Die extreme Rechte nutzt kleinere Social-Media-Plattformen verstärkt für ihre politischen Zwecke. Eine neue Studie untersucht das Phänomen

Kai Stoltmann | TELEPOLIS

Grafik: TP

Auf alternativen Plattformen finden extrem rechte Nutzer einen digitalen Rückzugsort, um sich ungestört zu vernetzen und zu radikalisieren. Zu diesem Ergebnis kommt eine Studie mit dem Titel „Das Online-Ökosystem rechtsextremer Akteure“, die kürzlich vom Institute for Strategic Dialogue (ISD) aus London veröffentlicht wurde (Zusammenfassung auf Deutsch). Für die Untersuchung hat das Forscherteam zehn in Deutschland genutzte Plattformen von Internet-Communities systematisch analysiert, darunter das russische Soziale Netzwerke VK, den Mikroblogging-Dienst Gab, die Gaming-App Discord, das Internetforum 4chan und den Messenger Telegram. Die Studie ergänzt somit bestehende Untersuchungen, die sich auf Hate Speech bei großen Plattformen wie Facebook, YouTube und Twitter fokussieren.

Die Daten des Institute for Strategic Dialogue deuten darauf hin, dass rechtsextreme Themen auf alternativen Plattformen überproportional stark vertreten sind.

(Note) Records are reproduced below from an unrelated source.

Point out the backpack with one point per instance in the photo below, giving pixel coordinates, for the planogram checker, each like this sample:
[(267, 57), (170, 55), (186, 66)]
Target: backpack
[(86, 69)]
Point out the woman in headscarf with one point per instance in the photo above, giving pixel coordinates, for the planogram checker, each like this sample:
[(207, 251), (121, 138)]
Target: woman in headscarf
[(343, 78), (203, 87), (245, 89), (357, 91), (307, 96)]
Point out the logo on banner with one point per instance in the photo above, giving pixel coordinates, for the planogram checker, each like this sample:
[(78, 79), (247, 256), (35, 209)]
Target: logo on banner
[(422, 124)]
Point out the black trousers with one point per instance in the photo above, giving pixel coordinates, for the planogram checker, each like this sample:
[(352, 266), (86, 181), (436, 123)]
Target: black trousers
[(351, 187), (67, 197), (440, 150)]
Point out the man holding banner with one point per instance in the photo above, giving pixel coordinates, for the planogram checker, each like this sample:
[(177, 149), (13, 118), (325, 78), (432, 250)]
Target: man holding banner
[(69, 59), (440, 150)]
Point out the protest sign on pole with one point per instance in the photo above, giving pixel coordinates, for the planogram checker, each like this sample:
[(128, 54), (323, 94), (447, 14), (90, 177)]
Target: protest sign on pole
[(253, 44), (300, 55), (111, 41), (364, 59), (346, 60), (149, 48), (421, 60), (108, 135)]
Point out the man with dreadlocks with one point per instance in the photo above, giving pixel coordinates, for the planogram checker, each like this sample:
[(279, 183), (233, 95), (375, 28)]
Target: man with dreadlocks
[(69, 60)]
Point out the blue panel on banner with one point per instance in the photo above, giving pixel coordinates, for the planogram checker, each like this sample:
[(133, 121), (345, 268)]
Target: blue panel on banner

So wurden bei den zehn Onlinediensten insgesamt 379 rechtspopulistische und extrem rechte Kanäle identifiziert. Der inhaltliche Schwerpunkt liegt in diesen Kanälen auf dem Thema Migration sowie auf Anfeindungen gegen linke politische Gegner. Die größte Reichweite haben dort offenbar Gruppen aus dem Umfeld der Identitären Bewegung, die vom Bundesamt für Verfassungsschutz als klar rechtsextremistisch eingestuft werden. Auf dem Imageboard 4chan sind dagegen antisemitische Äußerungen weit verbreitet. Dort vertreten mehr als die Hälfte aller Posts über Juden antisemitische Positionen.

Anhand der Community-Standards lassen sich die Plattformen grob in zwei Gruppen aufteilen. Zum einen sind dies Anbieter, die für unpolitische Zwecke entwickelt und von rechten Akteuren zweckentfremdet werden, wie dies bei der Gaming-App Discord der Fall ist. Zum anderen handelt es sich um Dienste wie Telegram oder Gap, welche die Verbreitung von rechtsextremen und rassistischen Botschaften auf Grundlage der Meinungsfreiheit rechtfertigen. Insbesondere Telegram hat sich demnach zur wichtigsten Plattform von extrem rechten Influencern und Gruppen entwickelt, deren Inhalte auf den etablierten Social Media-Plattformen gelöscht oder gesperrt wurden.